Demonstrasi Hari Selasa di Kopenhagen tersebut menyusul pembakaran Al-Quran yang dilakukan oleh kelompok yang sama pada Hari Senin dan minggu lalu di depan kedutaan besar Irak.
Denmark mengutuk pembakaran tersebut sebagai "tindakan provokatif dan memalukan", namun mengatakan mereka tidak memiliki kekuatan untuk menghalangi para demonstran tanpa kekerasan.
Menteri Luar Negeri Denmark Lars Lokke Rasmussen mengatakan pada Hari Selasa, ia telah "melakukan pembicaraan telepon yang konstruktif" dengan Menteri Luar Negeri Irak Fuad Husein mengenai hubungan bilateral kedua negara serta pembakaran Al-Qur'an.
"Mengulangi kecaman DK atas tindakan memalukan yang dilakukan oleh beberapa individu. Menekankan bahwa semua protes harus tetap damai," tulisnya di X, jejaring sosial yang sebelumnya dikenal sebagai Twitter, melansir Reuters 25 Juli.
Turki pada Hari Senin mengatakan pihaknya mengutuk keras apa yang disebutnya sebagai "serangan tercela" terhadap Al-Qur'an, meminta Denmark untuk mengambil langkah-langkah yang diperlukan untuk mencegah "kejahatan kebencian" terhadap Islam.

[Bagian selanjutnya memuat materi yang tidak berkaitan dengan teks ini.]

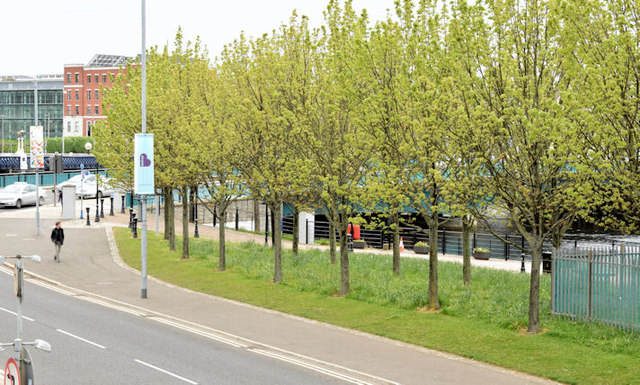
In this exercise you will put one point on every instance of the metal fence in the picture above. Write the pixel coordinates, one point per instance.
(600, 285)
(449, 241)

Sedangkan Kementerian Luar Negeri Irak pada Hari Senin meminta pihak berwenang negara-negara Uni Eropa, untuk "segera mempertimbangkan kembali apa yang disebut kebebasan berekspresi dan hak untuk berdemonstrasi", sehubungan dengan pembakaran Al-Qur'an.
"Orang-orang mendapatkan keuntungan dari kebebasan berbicara yang diperluas ketika mereka berdemonstrasi," kata Profesor hukum Universitas Kopenhagen Trine Baumbach kepada Reuters, menjelaskan hukum di Denmark.
"Ini tidak hanya mencakup ekspresi verbal. Orang-orang dapat mengekspresikan diri mereka dengan berbagai cara, seperti melalui pembakaran barang," tandasnya.